Basically there was no HF/VHF/UHF propagation path
directly between the two EOC's during the test. Plus the path is difficult
at best of times due to intervening mountain ranges. They had hoped HF
Sideband and HF Digital would bridge the gap...but the propagation gods were
against them...
Winlink was not planned to be included in the
SET. Winlink was tried as a total afterthought (because like you the EOC
managers were very skeptical of Winlink and strongly resisted its installation)
when all other modes failed..... I have been lead to believe that the EOC
Managers were hoping to use this as an opportunity to prove that Winlink would
also be useless in the SET Scenario.
Winlink worked by connecting on HF through a node
over a thousand miles away in Texas that was able to AUTOMATICALLY relay the
messages to the Imperial County EOC.
As I was out in the field at the time, and do not
have first hand knowledge, but I believe that Imperial County EOC was connecting
through a different Winlink Node.
Frankly.. the EOC managers were shocked that
Winlink was the only mode that worked when all else failed...as they had
expected Winlink to fail... and frankly the real world success has made a number
of them into Winlink converts.
Doc:
I loved your theoretical analysis of the
situation..
but the Bottom Line Real World results in the
Simulated Emergency Test which was designed by the EOC Managers to simulate the
effects of a 7.9 earthquake as realistically as they possibly
could...
... showed that Winlink Worked...
__________________________________________________________ Howard S.
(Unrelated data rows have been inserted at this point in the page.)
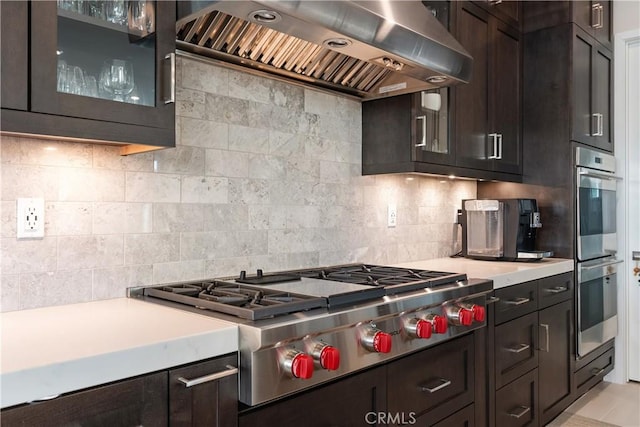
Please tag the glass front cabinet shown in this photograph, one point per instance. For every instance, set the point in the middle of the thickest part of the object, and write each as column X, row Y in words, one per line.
column 100, row 70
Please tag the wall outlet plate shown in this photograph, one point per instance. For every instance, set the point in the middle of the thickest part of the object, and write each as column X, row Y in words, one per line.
column 30, row 215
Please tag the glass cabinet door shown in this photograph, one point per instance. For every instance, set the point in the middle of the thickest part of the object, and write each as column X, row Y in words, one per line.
column 431, row 122
column 103, row 60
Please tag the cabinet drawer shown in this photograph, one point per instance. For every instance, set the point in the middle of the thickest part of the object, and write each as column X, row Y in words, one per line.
column 439, row 380
column 515, row 348
column 594, row 372
column 517, row 403
column 516, row 301
column 210, row 402
column 555, row 289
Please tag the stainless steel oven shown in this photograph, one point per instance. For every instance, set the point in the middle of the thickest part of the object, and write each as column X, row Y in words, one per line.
column 596, row 193
column 597, row 316
column 597, row 303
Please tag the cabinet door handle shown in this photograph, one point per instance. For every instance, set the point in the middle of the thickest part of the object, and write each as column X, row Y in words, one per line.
column 517, row 301
column 597, row 123
column 172, row 79
column 519, row 411
column 442, row 383
column 597, row 16
column 494, row 136
column 546, row 339
column 556, row 290
column 423, row 143
column 231, row 370
column 518, row 348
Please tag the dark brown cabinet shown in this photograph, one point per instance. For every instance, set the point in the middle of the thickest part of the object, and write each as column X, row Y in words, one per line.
column 88, row 75
column 487, row 111
column 203, row 393
column 568, row 81
column 531, row 351
column 594, row 17
column 476, row 131
column 139, row 401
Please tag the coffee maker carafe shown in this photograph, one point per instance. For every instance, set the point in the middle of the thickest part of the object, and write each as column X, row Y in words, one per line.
column 501, row 229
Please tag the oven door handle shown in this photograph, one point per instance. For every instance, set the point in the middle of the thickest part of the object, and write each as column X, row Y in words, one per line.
column 604, row 264
column 231, row 370
column 599, row 175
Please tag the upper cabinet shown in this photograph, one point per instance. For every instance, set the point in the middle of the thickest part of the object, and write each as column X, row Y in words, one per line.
column 470, row 130
column 568, row 88
column 100, row 71
column 594, row 17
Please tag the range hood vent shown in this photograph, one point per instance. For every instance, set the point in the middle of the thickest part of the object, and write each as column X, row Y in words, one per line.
column 365, row 49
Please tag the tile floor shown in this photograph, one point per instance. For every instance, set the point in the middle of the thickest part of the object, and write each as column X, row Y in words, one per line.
column 607, row 404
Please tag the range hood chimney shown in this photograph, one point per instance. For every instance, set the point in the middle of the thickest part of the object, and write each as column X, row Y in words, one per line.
column 367, row 49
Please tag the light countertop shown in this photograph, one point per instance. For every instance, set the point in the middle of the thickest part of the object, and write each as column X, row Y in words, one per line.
column 502, row 273
column 53, row 350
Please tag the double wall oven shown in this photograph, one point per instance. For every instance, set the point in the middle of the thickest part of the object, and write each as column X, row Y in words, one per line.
column 596, row 249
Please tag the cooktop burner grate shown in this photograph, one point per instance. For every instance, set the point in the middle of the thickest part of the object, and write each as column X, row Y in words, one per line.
column 247, row 302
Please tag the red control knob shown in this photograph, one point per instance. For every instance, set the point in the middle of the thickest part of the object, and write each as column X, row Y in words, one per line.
column 382, row 342
column 302, row 366
column 423, row 329
column 439, row 324
column 465, row 317
column 478, row 313
column 330, row 358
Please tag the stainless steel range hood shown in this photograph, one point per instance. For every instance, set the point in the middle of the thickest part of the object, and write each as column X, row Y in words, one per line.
column 368, row 49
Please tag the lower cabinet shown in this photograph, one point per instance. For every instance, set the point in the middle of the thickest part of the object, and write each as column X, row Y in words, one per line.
column 209, row 398
column 531, row 352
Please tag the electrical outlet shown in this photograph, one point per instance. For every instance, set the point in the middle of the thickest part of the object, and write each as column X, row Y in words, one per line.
column 392, row 216
column 30, row 218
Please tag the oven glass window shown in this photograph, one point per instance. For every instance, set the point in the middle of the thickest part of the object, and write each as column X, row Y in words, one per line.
column 597, row 211
column 597, row 301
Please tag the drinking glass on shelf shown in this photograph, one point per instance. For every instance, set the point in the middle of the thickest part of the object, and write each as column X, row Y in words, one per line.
column 116, row 12
column 116, row 78
column 141, row 16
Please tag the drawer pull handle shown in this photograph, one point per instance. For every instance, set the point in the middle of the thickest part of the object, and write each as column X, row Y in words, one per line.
column 443, row 383
column 521, row 410
column 546, row 334
column 518, row 348
column 231, row 370
column 556, row 290
column 492, row 300
column 518, row 301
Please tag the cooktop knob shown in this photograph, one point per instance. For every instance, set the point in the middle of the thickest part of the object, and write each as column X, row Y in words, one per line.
column 460, row 315
column 327, row 356
column 377, row 341
column 478, row 313
column 419, row 328
column 438, row 323
column 297, row 364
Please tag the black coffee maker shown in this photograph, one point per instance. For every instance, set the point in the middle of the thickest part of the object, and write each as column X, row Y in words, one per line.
column 501, row 229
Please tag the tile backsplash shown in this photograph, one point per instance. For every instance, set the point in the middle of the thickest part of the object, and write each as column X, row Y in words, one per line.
column 265, row 175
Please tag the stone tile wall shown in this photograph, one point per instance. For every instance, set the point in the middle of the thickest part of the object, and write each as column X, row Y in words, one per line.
column 265, row 175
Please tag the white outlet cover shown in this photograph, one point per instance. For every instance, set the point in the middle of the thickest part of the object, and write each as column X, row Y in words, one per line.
column 30, row 218
column 392, row 215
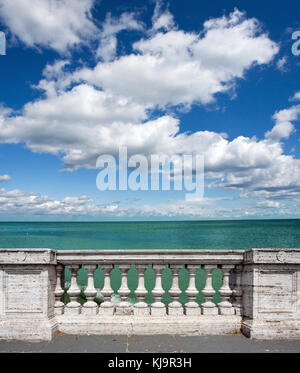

White Ph.D. P. Eng., VE3GFW/K6 ex-AE6SM KY6LA Website: www.ky6la.com "No Good Deed Goes
UnpuAmanished" "Ham Antennas Save Lives - Katrina, 2003 San Diego Fires,
911"
----- Original Message -----
Sent: Thursday, February 23, 2006 7:14
AM
Subject: Re: [digitalradio] Re: NTS and
traffic handling and digital
> The point I am making is that us hams have a
lot > of tools in our EMCOMM arsenals.. and using this >
irrational hatred of Winlink...to discard one > of our tools makes no
sense...
I am unaware of anyone suggesting Winlink
being "discarded". That is a red herring.
The points I made,
and they were intentionally precise, were:
1. Were any other
weak-signal digital modes tested? Winlink is one of many, and one of the
most complex. Why test only the most expensive and the most
complex rather than several different digital modes?
2. In
proper emergency communications planning one *always* seeks the most
commonly available, least complex, and most effective mode(s) for
communication. There is no evidence that such was done re. digital modes
in this case.
3. Winlink was not listed as to be "discarded",
only as not the wise choice as a top-tier tool. Nothing presented
in your reaction/reply has in the slightest way factually argued against
that assertion.
There are standards and science which are
supposed to guide professional and wise decision making for emergency
communications.
The assertion that Winlink is (or was) the only
and best mode simply fails to meet the standard. That Winlink was
the *only* weak-signal digital mode tested makes an entirely different
statement having nothing to do superiority and something else to do
with skewing the playing field.
How about inviting operators of
several different digital modes to the test. Then using
real-world probabilities postulate equipment failure. It
is impossible to not find a higher probability that necessary pairs of
rare Winlink stations at both critical ends will either not be in place or
suffer some sort of failure then one of the more common (due primarily
to cost) and more reliable (due primarily to simplicity) digital modes will
really be there when things really get ugly.
Let me
illustrate.
If one does a test that says that one must complete a
relay of a package across difficult terrain and the vehicles chosen are two
each Chevy S10's (SSB Voice), Honda Accords (CW), SUVs (complete VHF/UHF FM
Repeater Link system), and Hummer H2s.
Those vehicles would need to
be in precise positions (the equivalent of EOC's) prior to the suddenly
declared relay. They would have to be fully fueled, manned
by competent drivers, and absent mechanical problems.
One would face
a series of serious challenges.
Winlink, like the Hummer H2, is rare
and the probability that sufficient hardware/software combinations at
both ends (and "both ends" is an unpredictable because EOC's may be
breached by an earthquake or terrorist attack) when needed with antennas
and power and everything required is highly improbable in a properly
designed scenario.
Furthermore, due to the complexity of Winlink
the probability of failure in one or both of the rare pairs required is
also high.
Just as they postulated that your vhf/uhf repeater would
fail so they would equally have to postulate the failure of one specific
Winlink pair being in perfect position operating perfectly undisturbed
by the same or some other variable.
If one postulates that the very
common (Read: redundancy) S10s, Accords, and SUV's all failed and that two
rare Hummers were in the right place at the right time with all
variables intact and suffered no failures (in spite of the
complexity and in spite of no redundancy due to cost) one has
postulated an absurdity.
Consider the many other far more common
digital modes and one sees clearly the fallacy of the
Winlink/Hummer postulate. In emergency/mission-critical
planning redundancy is king.
These are simple and indisputable facts
that no emergency management professional may ignore unless he wants to
end up like the former FEMA Director.